After reading an editorial piece in The Covington News on September 25-26, 2021, by a local businessman, Bill Nash, it reminds me of other articles voicing similar opinions in the same newspaper, concerning the removal of the statue of the Confederate dead. Earlier in 2020, Mr. George S. Ellington, a Newton County native, whose ancestry included numerous relatives who fought and died during that tragic war, advocated creating monuments that would tell the “other side” of the story. A few weeks later, I also had published in the “News” the story of my great-grandfather Vause along with his three brothers, as young men, found the need to volunteer to fight for their newfound homeland in the wilderness of north Florida.

Mr. Nash reminds us that monuments and immovable art are to inspire us, recollect, educate, debate and remind us that each generation has its own heroes and flaws.

Reading an article in the Epoch Times of September 22-28, 2021, written by Ian Gentles, a professor of history and global studies at Tyndale University in Toronto, he quotes from T.S. Eliot’s poem “(Four) Quartets”: “Society is indeed a contract ... it is a partnership in all science, a partnership in all art, a partnership in every virtue, and in all perfection. As the ends of such a partnership cannot be obtained in many generations, it becomes a partnership not only between those who are living, those who are dead and those who are to be born. Each contract of each particular state is but a ‘clause’ in the great primeval contract of eternal society, linking the lower with the higher natures, connecting the visible with the invisible world, according to a fixed compact sanctioned by the invisible oath which holds all physical and all moral natures, each in their appointed place.”

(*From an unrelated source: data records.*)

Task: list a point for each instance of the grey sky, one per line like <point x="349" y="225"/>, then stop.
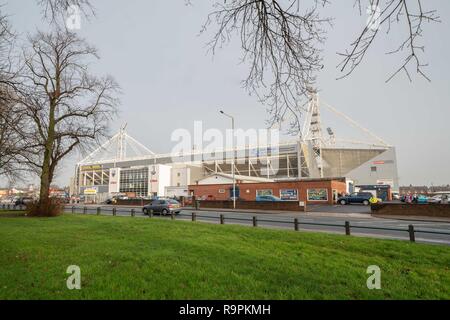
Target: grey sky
<point x="153" y="50"/>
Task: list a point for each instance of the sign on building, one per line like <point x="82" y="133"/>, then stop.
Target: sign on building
<point x="289" y="194"/>
<point x="90" y="191"/>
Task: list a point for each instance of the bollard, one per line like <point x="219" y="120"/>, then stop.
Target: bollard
<point x="347" y="228"/>
<point x="412" y="234"/>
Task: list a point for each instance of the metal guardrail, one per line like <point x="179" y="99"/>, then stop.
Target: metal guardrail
<point x="254" y="220"/>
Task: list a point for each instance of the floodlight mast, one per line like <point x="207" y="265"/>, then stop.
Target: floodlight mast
<point x="232" y="161"/>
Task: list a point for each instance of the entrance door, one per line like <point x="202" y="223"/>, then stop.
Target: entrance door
<point x="237" y="193"/>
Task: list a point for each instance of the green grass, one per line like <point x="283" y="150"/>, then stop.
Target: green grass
<point x="134" y="258"/>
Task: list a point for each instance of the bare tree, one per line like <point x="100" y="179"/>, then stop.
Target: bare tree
<point x="281" y="40"/>
<point x="388" y="14"/>
<point x="65" y="106"/>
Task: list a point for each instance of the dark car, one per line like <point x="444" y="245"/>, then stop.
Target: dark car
<point x="357" y="197"/>
<point x="162" y="206"/>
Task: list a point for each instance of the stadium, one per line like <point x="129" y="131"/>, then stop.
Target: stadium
<point x="124" y="166"/>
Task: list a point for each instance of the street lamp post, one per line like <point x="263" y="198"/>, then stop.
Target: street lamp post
<point x="232" y="162"/>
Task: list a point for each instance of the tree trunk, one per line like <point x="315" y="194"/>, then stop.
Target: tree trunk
<point x="46" y="174"/>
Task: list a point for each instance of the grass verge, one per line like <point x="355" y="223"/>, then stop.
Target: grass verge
<point x="126" y="258"/>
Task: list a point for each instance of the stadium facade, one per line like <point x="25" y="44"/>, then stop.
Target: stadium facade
<point x="124" y="166"/>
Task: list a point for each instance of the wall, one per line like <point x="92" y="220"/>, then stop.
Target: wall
<point x="403" y="209"/>
<point x="249" y="205"/>
<point x="386" y="169"/>
<point x="248" y="190"/>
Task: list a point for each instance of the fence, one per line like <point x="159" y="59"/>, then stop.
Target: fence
<point x="347" y="228"/>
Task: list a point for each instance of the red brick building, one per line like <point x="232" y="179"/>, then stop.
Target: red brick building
<point x="310" y="191"/>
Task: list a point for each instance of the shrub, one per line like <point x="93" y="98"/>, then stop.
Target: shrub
<point x="46" y="208"/>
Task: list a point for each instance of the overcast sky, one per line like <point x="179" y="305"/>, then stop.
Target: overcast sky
<point x="154" y="51"/>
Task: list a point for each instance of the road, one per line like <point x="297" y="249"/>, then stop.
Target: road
<point x="318" y="221"/>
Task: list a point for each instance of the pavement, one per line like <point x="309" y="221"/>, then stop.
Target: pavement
<point x="331" y="221"/>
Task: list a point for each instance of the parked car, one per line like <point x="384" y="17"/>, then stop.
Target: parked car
<point x="268" y="199"/>
<point x="23" y="201"/>
<point x="420" y="199"/>
<point x="357" y="197"/>
<point x="162" y="206"/>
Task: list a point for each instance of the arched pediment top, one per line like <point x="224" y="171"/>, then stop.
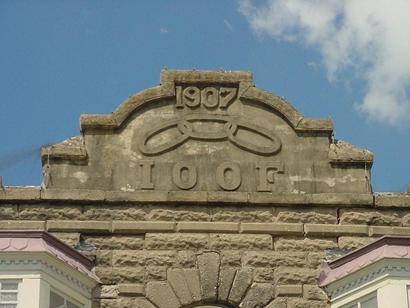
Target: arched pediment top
<point x="206" y="131"/>
<point x="167" y="90"/>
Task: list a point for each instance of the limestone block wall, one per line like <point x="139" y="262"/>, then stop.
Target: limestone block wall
<point x="262" y="252"/>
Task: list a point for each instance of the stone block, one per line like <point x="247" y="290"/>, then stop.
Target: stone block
<point x="313" y="292"/>
<point x="384" y="230"/>
<point x="272" y="228"/>
<point x="187" y="196"/>
<point x="177" y="241"/>
<point x="311" y="215"/>
<point x="334" y="230"/>
<point x="304" y="244"/>
<point x="69" y="238"/>
<point x="178" y="283"/>
<point x="231" y="197"/>
<point x="226" y="276"/>
<point x="242" y="214"/>
<point x="20" y="194"/>
<point x="114" y="212"/>
<point x="289" y="290"/>
<point x="177" y="213"/>
<point x="351" y="243"/>
<point x="115" y="242"/>
<point x="370" y="217"/>
<point x="22" y="225"/>
<point x="240" y="285"/>
<point x="208" y="265"/>
<point x="270" y="259"/>
<point x="192" y="279"/>
<point x="209" y="227"/>
<point x="8" y="211"/>
<point x="292" y="275"/>
<point x="79" y="225"/>
<point x="258" y="295"/>
<point x="394" y="200"/>
<point x="144" y="258"/>
<point x="50" y="212"/>
<point x="231" y="258"/>
<point x="72" y="194"/>
<point x="241" y="241"/>
<point x="141" y="227"/>
<point x="162" y="295"/>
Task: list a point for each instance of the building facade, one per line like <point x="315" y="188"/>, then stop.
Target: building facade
<point x="207" y="191"/>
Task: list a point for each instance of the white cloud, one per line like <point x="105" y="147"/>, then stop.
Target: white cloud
<point x="365" y="38"/>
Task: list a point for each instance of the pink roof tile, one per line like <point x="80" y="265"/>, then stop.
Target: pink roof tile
<point x="385" y="247"/>
<point x="41" y="241"/>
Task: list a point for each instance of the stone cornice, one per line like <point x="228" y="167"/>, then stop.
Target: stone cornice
<point x="36" y="194"/>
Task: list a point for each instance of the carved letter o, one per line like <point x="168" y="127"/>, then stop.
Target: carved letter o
<point x="234" y="182"/>
<point x="184" y="182"/>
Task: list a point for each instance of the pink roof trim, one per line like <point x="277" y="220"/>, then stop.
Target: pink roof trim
<point x="41" y="241"/>
<point x="385" y="247"/>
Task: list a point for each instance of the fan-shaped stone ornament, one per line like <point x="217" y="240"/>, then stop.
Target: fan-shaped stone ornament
<point x="206" y="131"/>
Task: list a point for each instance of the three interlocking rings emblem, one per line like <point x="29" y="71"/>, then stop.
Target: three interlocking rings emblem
<point x="229" y="131"/>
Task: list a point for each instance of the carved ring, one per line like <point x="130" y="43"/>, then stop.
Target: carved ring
<point x="230" y="128"/>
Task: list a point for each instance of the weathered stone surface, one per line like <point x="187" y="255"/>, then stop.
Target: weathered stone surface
<point x="115" y="242"/>
<point x="176" y="241"/>
<point x="71" y="239"/>
<point x="231" y="258"/>
<point x="278" y="303"/>
<point x="253" y="214"/>
<point x="394" y="200"/>
<point x="178" y="283"/>
<point x="272" y="228"/>
<point x="22" y="225"/>
<point x="351" y="243"/>
<point x="106" y="291"/>
<point x="258" y="295"/>
<point x="144" y="258"/>
<point x="208" y="265"/>
<point x="240" y="241"/>
<point x="8" y="211"/>
<point x="142" y="303"/>
<point x="384" y="230"/>
<point x="154" y="272"/>
<point x="50" y="212"/>
<point x="292" y="275"/>
<point x="304" y="244"/>
<point x="162" y="295"/>
<point x="313" y="292"/>
<point x="271" y="259"/>
<point x="310" y="215"/>
<point x="141" y="227"/>
<point x="263" y="274"/>
<point x="186" y="258"/>
<point x="226" y="276"/>
<point x="214" y="227"/>
<point x="301" y="303"/>
<point x="289" y="290"/>
<point x="113" y="212"/>
<point x="131" y="289"/>
<point x="240" y="285"/>
<point x="178" y="213"/>
<point x="79" y="225"/>
<point x="334" y="230"/>
<point x="194" y="286"/>
<point x="369" y="217"/>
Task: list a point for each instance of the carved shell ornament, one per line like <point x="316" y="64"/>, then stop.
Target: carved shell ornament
<point x="228" y="128"/>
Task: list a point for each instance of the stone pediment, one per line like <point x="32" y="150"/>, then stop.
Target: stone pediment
<point x="206" y="131"/>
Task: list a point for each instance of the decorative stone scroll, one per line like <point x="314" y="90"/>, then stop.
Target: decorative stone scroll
<point x="206" y="131"/>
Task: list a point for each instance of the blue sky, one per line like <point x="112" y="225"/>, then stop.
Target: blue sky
<point x="60" y="59"/>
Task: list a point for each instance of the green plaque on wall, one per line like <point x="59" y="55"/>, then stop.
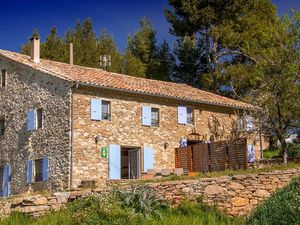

Gentles also quotes from the book “Orthodoxy” by G.K. Chesterton: “The dead and the unborn are as much members of society as the living. To dishonor the dead is to reject the relation on which society is built — the relationship of the obligation between generations. Those who have lost respect for the dead have ceased to be trustees of their inheritance. Inevitably, therefore, they lose the sense of obligation to future generations. The web of obligations shrinks to the present.”

I am certain that there are many in this community that have similar opinions as Mr. Ellington, Mr. Nash and myself that would prefer to build bridges in the present to connect the past, present and future. Tearing down monuments of the dead will not erase history. I am asking the Newton County commissioners to rethink their actions and start building bridges that link all of us together rather than building walls that divide us.